= Kahen =

Beta Israel priest role

Kahen or Kohane (ካህን kahən "priest", plural ካህናት kahənat) is a religious role in Beta Israel second only to the monk or falasyan. Their duty is to maintain and preserve the Haymanot among the people. This has become more difficult by the people's encounter with the modernity of Israel, where most of the Ethiopian Jewish people now live.

The high priest (ሊቀ ካህን liqa kahən, plural ሊቃነ ካህናት liqanä kahhənat) is the leader of the priests in a certain area.

An aspiring kahen must spend time studying as a debtera before being ordained.
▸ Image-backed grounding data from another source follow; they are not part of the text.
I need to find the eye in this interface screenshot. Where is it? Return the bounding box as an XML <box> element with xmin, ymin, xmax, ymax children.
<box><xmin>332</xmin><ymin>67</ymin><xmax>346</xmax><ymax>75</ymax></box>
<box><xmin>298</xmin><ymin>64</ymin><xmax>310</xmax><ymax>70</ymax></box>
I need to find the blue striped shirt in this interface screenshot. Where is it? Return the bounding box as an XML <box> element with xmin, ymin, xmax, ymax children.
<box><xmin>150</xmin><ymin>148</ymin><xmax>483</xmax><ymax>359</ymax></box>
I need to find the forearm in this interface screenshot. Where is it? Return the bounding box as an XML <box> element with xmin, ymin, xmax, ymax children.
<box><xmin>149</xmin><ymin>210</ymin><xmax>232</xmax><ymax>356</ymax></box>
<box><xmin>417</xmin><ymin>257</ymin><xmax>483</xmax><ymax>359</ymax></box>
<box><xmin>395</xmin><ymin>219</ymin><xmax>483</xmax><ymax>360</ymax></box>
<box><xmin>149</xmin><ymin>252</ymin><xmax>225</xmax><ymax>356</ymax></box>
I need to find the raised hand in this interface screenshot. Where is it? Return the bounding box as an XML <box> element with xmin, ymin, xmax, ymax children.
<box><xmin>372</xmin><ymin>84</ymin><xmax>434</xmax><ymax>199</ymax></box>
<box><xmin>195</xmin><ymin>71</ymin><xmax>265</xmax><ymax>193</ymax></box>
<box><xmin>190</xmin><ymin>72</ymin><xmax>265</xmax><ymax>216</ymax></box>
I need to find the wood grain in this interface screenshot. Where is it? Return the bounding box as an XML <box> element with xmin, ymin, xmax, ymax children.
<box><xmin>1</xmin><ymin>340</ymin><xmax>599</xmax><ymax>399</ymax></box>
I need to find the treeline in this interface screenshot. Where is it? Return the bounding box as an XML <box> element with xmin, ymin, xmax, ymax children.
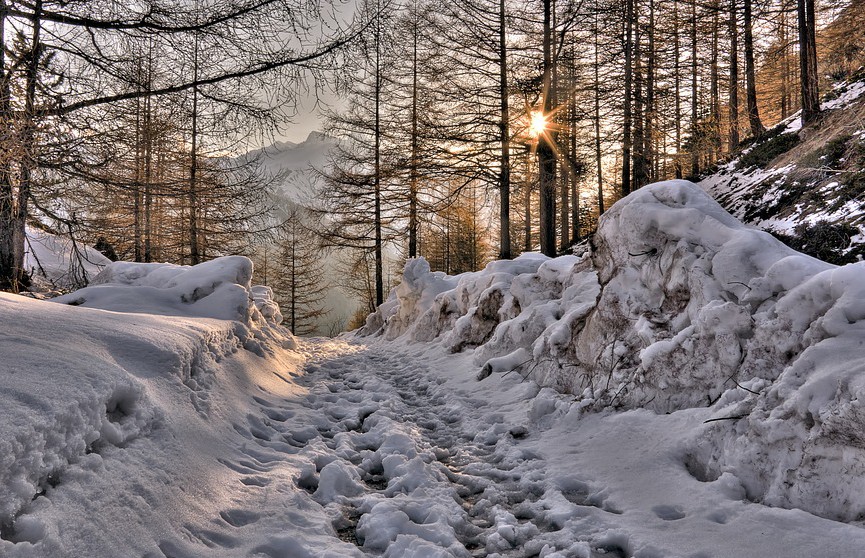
<box><xmin>0</xmin><ymin>0</ymin><xmax>357</xmax><ymax>293</ymax></box>
<box><xmin>316</xmin><ymin>0</ymin><xmax>864</xmax><ymax>311</ymax></box>
<box><xmin>2</xmin><ymin>0</ymin><xmax>863</xmax><ymax>332</ymax></box>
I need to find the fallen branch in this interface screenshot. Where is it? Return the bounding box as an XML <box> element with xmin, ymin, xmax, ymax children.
<box><xmin>703</xmin><ymin>414</ymin><xmax>747</xmax><ymax>424</ymax></box>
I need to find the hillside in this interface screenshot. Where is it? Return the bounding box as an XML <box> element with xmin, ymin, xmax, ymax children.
<box><xmin>700</xmin><ymin>73</ymin><xmax>865</xmax><ymax>263</ymax></box>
As a debtera, he will be closer to the laypeople and serve as an intermediary between them and the clergy. Upon becoming a kahen, he will no longer perform the services of a debtera, though he may take them up again if he gives up his position or is deposed.
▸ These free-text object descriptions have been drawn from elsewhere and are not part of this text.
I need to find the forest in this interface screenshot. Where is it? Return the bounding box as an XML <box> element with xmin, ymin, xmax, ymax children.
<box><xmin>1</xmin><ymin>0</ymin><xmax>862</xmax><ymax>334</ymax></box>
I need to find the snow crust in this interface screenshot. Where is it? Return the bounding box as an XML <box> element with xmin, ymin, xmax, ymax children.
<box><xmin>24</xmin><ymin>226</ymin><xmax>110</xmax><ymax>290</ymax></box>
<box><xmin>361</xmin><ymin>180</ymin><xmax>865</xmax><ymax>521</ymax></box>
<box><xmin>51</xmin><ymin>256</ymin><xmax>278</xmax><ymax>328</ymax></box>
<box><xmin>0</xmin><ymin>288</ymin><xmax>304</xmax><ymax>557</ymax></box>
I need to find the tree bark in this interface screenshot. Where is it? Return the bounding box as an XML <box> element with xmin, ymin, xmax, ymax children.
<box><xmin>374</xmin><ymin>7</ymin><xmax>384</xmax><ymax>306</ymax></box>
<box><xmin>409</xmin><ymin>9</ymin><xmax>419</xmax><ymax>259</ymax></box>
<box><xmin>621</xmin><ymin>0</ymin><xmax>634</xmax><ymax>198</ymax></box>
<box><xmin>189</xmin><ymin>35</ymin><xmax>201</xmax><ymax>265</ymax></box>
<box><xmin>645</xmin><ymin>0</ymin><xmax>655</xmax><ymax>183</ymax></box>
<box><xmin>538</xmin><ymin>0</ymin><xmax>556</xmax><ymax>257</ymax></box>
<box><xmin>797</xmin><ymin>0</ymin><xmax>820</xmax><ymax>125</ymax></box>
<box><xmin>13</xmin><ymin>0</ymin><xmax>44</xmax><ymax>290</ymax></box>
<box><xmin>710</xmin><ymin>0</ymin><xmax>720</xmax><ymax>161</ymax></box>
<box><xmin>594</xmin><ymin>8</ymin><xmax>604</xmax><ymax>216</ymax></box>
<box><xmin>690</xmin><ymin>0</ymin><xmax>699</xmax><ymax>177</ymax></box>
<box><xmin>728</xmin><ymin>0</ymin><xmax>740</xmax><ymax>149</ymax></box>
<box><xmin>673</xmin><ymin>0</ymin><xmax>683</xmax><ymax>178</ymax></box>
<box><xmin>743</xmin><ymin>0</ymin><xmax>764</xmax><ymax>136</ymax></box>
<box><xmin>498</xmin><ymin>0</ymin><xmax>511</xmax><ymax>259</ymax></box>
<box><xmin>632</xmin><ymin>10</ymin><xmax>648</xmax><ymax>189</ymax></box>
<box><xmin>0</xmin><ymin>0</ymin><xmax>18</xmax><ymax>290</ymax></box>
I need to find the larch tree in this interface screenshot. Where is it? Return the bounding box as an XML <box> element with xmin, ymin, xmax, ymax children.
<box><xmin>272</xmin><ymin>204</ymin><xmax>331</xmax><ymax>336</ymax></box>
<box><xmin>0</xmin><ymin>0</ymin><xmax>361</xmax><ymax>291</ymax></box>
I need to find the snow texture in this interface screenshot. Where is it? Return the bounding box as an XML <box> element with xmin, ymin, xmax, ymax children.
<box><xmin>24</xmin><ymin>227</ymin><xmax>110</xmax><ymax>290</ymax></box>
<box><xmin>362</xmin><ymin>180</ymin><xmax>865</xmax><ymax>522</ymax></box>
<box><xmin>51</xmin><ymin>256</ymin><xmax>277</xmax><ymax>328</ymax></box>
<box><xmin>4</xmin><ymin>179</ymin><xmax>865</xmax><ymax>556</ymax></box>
The term qäsis (ቀሲስ, ቄስ qes; ቀሺ qäši), which refers to married priest in the Ethiopian and Eritrean Orthodox Tewahedo Churches, is a synonym for kahen, an unmarried priest, among the Beta Israel. With the aliyah of Beta Israel to Israel, the Amharic "qes" Hebraized was translated as Kes (קס or קייס, plural קסים or קייסים Kesim).

== Notable priests ==
- Liqa Kahenat Berhan Baruch (1910–1984) – main leader of the Beta Israel from the Italian occupation until his death.
- Liqa Kahenat Isaac Yaso (1892–1997) – main leader of the Jews in Tigray.
- Liqa Kahenat Raphael Hadane (1923–2020) – religious leader of the Jews in Ambover.
- Kes Avihu Azariya – head of the council of Ethiopian High Priests.